TC is as old as B2B (business-to-business) trade. Historically, and much before the emergence of banks, TC financing powered the development of trade and industry, growth of commercial centres and rise of business communities such as Marwaris. Even after the growth of mass banking, TC continues to be the single largest source of working capital across businesses.

TC enables millions of day-to-day B2B transactions. India’s MSME Financing Report, 2018 by IFC finds that banks and NBFCs accounted for 16 per cent of MSMEs’ overall credit need. Credit gaps are generally met by TC.

TC serves as a medium of exchange, an essential function of money. B2B transaction financing role of TC is similar to that of currency and bank demand deposit. Firms use a mix of bank credit and TC to finance their working capital. Thus, every firm that sells on credit functions like a bank or financial intermediary. Collectively, firms constitute the largest credit intermediary network — far bigger and more inclusive than the banking network. Our bank-centric approach to monetary policy misses macroeconomic perspectives of TC.

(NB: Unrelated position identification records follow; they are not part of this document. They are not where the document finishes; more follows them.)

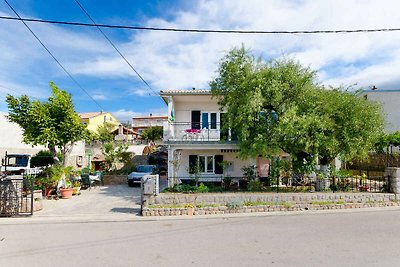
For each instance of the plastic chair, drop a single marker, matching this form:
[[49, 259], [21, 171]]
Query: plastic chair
[[85, 181]]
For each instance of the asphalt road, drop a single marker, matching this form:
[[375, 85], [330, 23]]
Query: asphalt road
[[356, 238]]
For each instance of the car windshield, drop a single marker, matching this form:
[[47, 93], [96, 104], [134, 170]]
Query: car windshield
[[144, 168]]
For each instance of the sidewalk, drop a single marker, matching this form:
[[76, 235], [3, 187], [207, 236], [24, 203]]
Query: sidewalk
[[112, 200]]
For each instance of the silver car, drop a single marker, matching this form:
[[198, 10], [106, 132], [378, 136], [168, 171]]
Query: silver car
[[140, 171]]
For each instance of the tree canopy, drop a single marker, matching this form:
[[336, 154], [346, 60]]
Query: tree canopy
[[53, 123], [279, 106]]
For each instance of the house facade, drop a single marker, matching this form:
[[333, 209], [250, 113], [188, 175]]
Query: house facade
[[93, 120], [390, 100], [198, 147], [141, 123]]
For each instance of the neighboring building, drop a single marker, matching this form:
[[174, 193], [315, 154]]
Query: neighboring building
[[195, 140], [390, 100], [144, 122], [11, 141], [93, 120]]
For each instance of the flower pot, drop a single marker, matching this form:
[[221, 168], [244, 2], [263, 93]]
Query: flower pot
[[66, 192], [322, 184], [76, 190], [48, 190]]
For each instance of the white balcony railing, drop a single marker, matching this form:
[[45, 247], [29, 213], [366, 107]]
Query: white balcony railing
[[187, 131]]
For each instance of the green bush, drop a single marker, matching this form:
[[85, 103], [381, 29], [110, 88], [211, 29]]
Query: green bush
[[234, 204], [254, 185], [202, 188]]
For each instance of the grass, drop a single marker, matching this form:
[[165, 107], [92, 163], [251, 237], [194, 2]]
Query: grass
[[339, 202]]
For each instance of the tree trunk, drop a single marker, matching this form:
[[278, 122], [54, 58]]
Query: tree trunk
[[54, 154]]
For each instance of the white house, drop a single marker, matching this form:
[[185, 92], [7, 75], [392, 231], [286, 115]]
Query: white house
[[196, 144], [390, 100]]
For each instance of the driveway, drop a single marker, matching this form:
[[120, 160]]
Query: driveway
[[112, 200]]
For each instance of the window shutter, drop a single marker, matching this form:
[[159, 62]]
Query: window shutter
[[218, 164], [192, 163], [196, 119]]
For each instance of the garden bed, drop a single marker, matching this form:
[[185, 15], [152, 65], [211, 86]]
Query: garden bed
[[226, 203]]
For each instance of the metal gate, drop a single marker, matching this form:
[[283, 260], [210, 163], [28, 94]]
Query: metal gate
[[16, 196]]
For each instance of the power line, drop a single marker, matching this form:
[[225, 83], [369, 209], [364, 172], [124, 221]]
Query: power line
[[13, 90], [116, 49], [201, 30], [51, 54]]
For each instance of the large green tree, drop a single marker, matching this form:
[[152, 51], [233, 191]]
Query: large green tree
[[278, 106], [53, 123]]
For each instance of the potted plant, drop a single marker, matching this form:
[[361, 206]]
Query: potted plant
[[77, 187], [322, 181]]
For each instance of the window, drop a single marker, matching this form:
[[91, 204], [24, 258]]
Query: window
[[209, 120], [206, 164]]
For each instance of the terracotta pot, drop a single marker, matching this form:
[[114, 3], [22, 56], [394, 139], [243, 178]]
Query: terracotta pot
[[48, 190], [66, 192]]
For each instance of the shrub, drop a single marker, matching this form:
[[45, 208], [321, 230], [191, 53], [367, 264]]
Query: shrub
[[234, 204], [254, 185], [202, 188]]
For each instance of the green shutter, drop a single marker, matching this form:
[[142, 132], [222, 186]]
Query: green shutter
[[192, 163], [218, 164]]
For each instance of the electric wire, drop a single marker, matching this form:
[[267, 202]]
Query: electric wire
[[16, 91], [116, 49], [201, 30], [51, 54]]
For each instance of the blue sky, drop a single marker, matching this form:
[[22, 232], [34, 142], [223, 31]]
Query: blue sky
[[169, 60]]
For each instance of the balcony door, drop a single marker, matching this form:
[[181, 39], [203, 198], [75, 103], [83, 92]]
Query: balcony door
[[196, 119]]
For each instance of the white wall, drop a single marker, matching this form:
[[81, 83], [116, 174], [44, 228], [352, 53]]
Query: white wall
[[11, 139], [390, 100], [235, 171]]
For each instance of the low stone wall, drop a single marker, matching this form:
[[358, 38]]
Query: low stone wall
[[261, 208], [115, 179], [223, 198], [213, 203]]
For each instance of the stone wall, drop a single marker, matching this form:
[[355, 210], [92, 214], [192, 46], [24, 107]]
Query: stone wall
[[221, 203], [114, 179], [223, 198]]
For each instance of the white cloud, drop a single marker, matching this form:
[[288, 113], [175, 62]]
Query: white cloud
[[99, 97], [184, 60], [169, 60]]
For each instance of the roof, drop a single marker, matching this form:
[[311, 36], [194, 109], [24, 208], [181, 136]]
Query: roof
[[186, 92], [89, 115], [150, 117]]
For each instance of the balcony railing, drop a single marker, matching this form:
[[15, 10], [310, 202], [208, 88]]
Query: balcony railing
[[195, 132]]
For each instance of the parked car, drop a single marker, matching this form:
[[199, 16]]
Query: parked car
[[140, 171]]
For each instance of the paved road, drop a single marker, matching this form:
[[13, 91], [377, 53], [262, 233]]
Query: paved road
[[356, 238], [103, 201]]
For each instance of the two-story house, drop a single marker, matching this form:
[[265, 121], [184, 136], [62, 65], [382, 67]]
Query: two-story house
[[198, 147]]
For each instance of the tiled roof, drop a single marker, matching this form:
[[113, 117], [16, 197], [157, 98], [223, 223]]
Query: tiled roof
[[89, 115], [185, 92]]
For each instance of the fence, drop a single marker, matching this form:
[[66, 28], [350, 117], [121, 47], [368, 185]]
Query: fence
[[16, 195], [356, 183]]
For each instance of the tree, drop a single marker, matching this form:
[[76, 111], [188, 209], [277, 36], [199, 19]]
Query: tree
[[104, 134], [43, 158], [278, 106], [152, 133], [53, 123]]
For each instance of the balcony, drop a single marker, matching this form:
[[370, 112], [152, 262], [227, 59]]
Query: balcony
[[195, 132]]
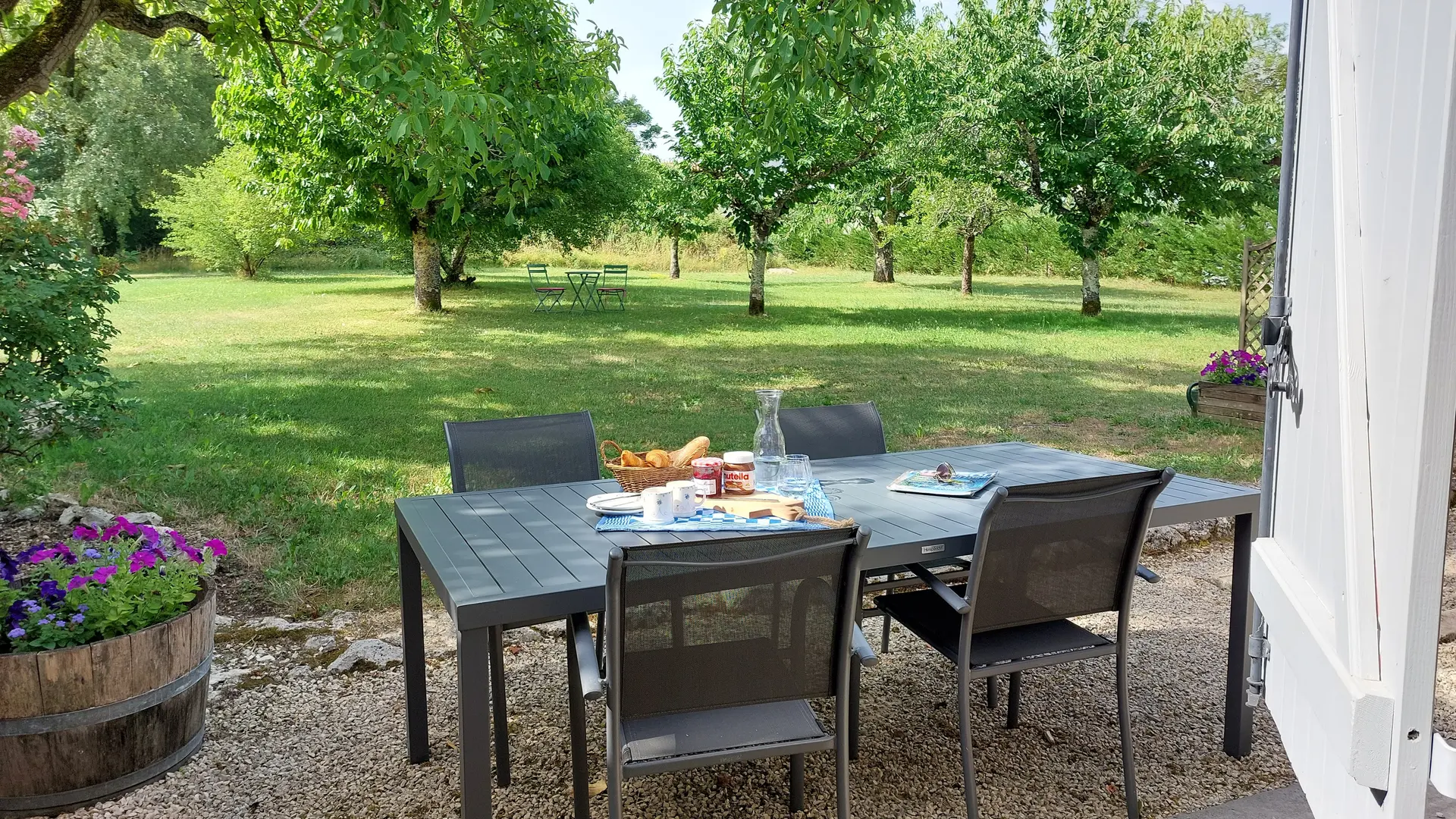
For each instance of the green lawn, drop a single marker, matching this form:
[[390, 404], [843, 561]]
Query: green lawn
[[299, 407]]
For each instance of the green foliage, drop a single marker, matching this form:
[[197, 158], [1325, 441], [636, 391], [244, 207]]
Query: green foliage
[[96, 586], [756, 155], [400, 112], [676, 205], [1122, 107], [55, 338], [310, 471], [218, 218], [130, 114]]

The centrality of TC in working capital financing is a fact. TC channel functions as an important conduit for monetray policy transmission. Through credit intermediation, TC network positively impacts the pace of saving-investment-growth. It provides last mile links in credit multiplication and distribution along the input-output chain. It translates macro liquidity into micro liquidity. TC works both as a source (a/c payables) and use (a/c receivables) of funds for a firm. It touches every aspect of a business — production, sales, management of inventory, receivables, payables, liquidity, capex and operational efficiency.

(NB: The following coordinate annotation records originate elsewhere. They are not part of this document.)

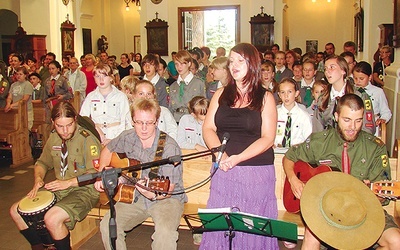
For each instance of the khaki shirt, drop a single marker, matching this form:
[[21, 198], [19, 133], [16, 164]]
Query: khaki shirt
[[83, 154], [368, 157]]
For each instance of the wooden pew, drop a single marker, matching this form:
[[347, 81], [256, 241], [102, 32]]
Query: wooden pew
[[39, 121], [14, 134]]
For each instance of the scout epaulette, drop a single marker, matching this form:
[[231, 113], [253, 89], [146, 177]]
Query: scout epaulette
[[84, 133]]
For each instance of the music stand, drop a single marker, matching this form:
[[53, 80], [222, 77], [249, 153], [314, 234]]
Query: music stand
[[225, 219]]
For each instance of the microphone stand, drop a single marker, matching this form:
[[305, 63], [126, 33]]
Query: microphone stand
[[110, 182]]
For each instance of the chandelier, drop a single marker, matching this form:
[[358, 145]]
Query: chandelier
[[136, 2]]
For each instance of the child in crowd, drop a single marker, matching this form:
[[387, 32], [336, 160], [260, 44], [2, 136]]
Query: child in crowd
[[107, 106], [186, 87], [298, 72], [57, 86], [280, 70], [319, 87], [267, 77], [306, 84], [150, 65], [21, 90], [294, 123], [128, 87], [166, 122], [362, 77], [190, 134], [39, 93]]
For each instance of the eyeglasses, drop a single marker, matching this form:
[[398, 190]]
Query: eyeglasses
[[148, 123]]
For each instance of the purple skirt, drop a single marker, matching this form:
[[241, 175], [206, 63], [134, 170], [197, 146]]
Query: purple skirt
[[252, 190]]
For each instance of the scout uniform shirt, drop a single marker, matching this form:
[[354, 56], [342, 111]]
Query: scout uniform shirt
[[83, 154], [368, 158], [111, 113]]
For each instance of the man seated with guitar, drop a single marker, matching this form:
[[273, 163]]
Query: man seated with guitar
[[71, 151], [145, 143], [367, 162]]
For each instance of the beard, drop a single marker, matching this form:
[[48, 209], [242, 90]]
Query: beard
[[345, 137]]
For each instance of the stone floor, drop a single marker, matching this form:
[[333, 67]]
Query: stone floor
[[16, 182]]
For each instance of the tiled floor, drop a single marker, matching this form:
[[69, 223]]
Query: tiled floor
[[15, 183]]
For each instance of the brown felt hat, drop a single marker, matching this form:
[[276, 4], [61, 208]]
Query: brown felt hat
[[342, 211]]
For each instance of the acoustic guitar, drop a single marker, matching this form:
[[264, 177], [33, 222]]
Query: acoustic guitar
[[304, 172], [125, 192]]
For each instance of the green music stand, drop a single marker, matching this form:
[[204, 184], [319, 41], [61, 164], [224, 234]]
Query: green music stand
[[227, 220]]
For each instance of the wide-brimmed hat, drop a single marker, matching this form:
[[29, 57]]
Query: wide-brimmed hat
[[342, 211]]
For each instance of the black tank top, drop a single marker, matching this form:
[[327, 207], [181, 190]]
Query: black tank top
[[244, 127]]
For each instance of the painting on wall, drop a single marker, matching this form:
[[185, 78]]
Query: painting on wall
[[137, 44], [312, 46], [87, 41]]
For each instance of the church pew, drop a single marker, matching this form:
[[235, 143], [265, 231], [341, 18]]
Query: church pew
[[14, 134]]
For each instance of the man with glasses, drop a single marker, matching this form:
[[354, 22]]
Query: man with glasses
[[146, 143], [379, 68]]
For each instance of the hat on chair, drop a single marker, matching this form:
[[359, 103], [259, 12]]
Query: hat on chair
[[342, 211]]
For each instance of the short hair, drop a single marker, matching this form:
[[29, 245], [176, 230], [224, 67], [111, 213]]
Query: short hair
[[147, 105], [34, 74], [363, 67], [220, 63], [206, 50], [183, 56], [63, 109], [353, 101], [349, 44], [57, 64], [152, 59], [199, 104], [52, 55]]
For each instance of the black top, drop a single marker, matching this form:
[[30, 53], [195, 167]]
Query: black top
[[244, 127]]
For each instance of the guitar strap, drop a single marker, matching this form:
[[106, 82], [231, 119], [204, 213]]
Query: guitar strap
[[158, 156]]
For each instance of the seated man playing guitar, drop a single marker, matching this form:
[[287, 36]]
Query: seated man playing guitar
[[145, 142], [367, 162]]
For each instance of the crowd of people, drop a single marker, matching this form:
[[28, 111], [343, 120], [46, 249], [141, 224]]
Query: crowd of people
[[275, 100]]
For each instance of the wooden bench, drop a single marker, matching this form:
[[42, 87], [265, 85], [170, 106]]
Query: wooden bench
[[14, 134], [40, 122], [198, 169]]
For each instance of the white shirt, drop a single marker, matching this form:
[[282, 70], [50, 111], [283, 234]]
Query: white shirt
[[190, 132], [167, 122], [379, 102], [114, 108], [301, 124]]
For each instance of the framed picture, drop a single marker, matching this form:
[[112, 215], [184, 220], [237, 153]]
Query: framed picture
[[359, 30], [137, 44], [396, 24], [312, 46], [87, 41], [67, 38], [262, 31], [157, 37]]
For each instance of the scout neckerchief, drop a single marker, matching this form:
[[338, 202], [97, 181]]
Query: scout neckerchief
[[160, 149]]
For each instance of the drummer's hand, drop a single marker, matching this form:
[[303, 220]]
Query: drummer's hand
[[99, 186], [57, 185], [38, 184]]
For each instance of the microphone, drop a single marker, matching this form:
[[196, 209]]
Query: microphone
[[222, 148]]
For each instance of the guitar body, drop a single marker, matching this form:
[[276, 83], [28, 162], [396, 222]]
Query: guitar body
[[125, 192], [304, 172]]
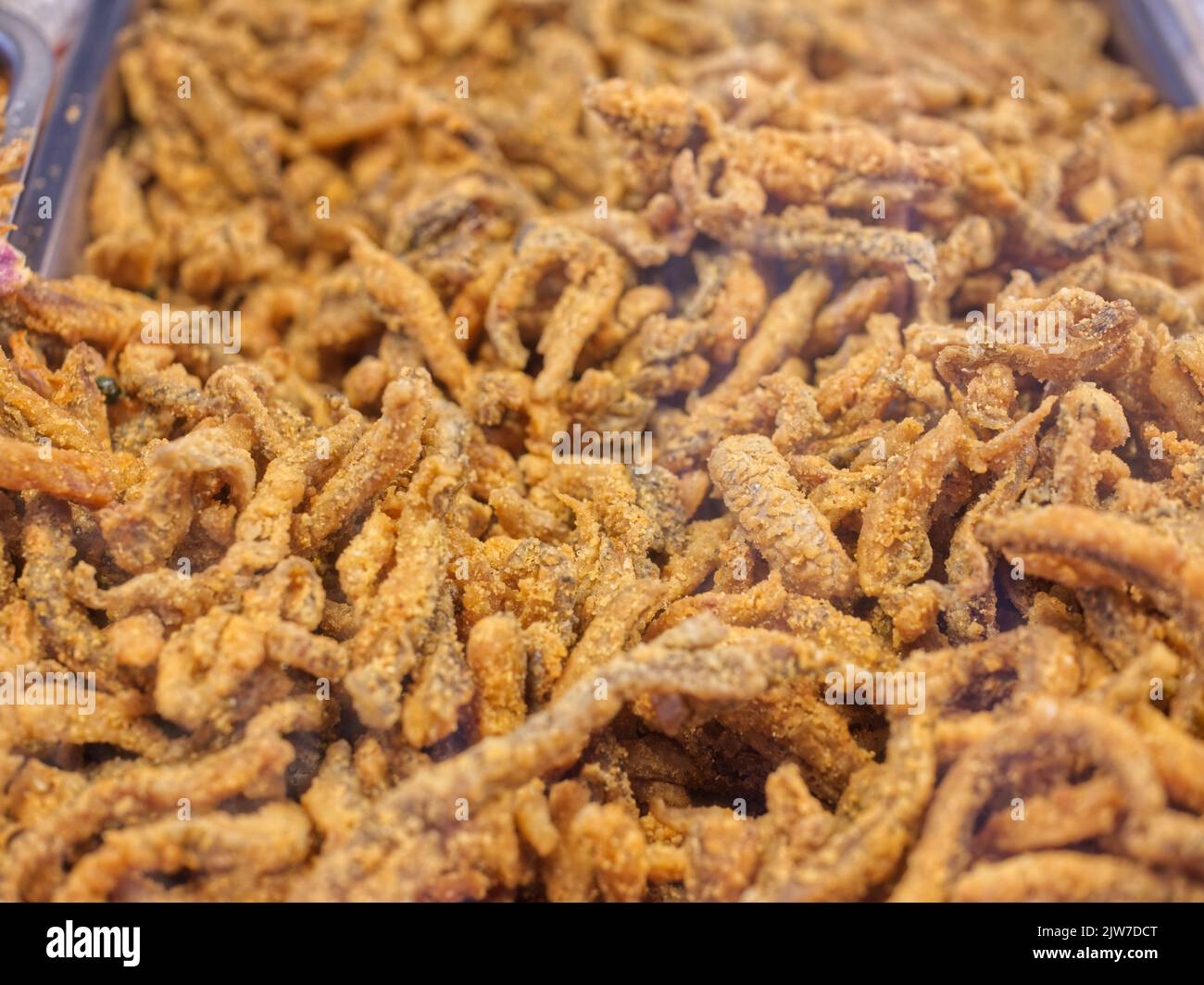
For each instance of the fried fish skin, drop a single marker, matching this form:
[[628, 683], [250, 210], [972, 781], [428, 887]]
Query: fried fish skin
[[793, 535], [337, 592]]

In fact, the World Bank too advocates TC as an important tool for channelising credit by large firms to SMEs. Fragile TC network results in misallocation of credit and stagnation of liquidity with banks and high-end corporates.

Cross exposure and interconnectivity between banks and TC networks span across supply chain financing. Bank credit is transformed into TC when it enables a firm to extend TC to its clients. Transactional velocity of TC is critical for business growth. Adverse effects of TC ecosystem contaminated by trust deficit, low credit confidence, and repayment defaults impact bank credit portfolio.

Disruption in payment

In such a setting, demonetisation triggered sudden disruptions in the TC payment system.

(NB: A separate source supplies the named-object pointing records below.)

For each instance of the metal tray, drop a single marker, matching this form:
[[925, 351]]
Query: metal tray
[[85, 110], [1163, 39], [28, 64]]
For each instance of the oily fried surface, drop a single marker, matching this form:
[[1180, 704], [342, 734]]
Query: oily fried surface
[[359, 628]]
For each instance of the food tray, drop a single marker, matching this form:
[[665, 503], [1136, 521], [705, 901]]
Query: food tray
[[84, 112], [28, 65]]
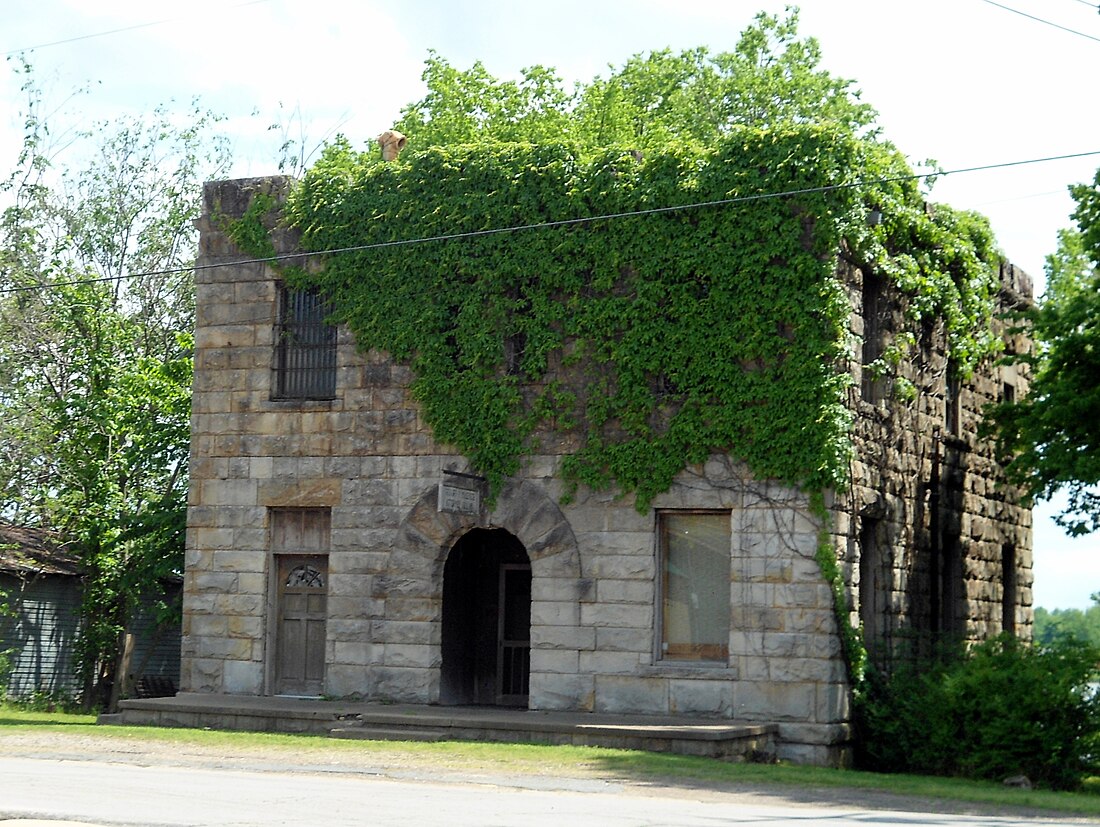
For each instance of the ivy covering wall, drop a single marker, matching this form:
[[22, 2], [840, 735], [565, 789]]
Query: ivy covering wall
[[636, 342]]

A pre-Covid survey of payment practices by Atrdius finds a three-fold increase in write-offs of uncollectable debt and doubling in average value of long-overdue invoices. Before these disruptions could stabilise, Covid-19 waves badly struck business operations. Notably, the Covid pandemic witnessed amplification of trust deficit, significant deterioration in B2B payment culture and growing fear of opportunistic behaviour by trade debtors.

The result was a spike in receivables backlog, delayed payments and bad debts. Anecdotally, micro units’ receivables stood at 195 days in FY2021. The RBI’s annual study of select public limited companies’ receivables to sales ratio in respect of companies with turnover between ₹1 crore and ₹25 crore surged from 36 per cent in FY 2019 to 40 per cent in FY 2020 and further to 60 per cent in FY 2021. Now, these trends continue without any self-correcting mechanism.

They contribute to subdued investment and growth vulnerabilities. Failure of credit intermediation was a critical feature of the Great Depression.The World Bank warns that TC paralysis can be a potential source of liquidity shock. Dysfunctional TC can hold back investment and growth, despite supportive monetary policy and macro fundamentals.

Indeed, private investment has not grown much despite twin advantages of healthy balance sheets of corporates and banks, global buyers’ China+1 policy, slowdown in China and above all various credible pro-manufacturing growth and investment policies, large public investment and a buoyant capital market. This can be explained by a dysfunctional TC ecosystem.

Strengthening of the TC ecosystem is necessary for effective monetary policy transmission, finance-led recovery and higher investment.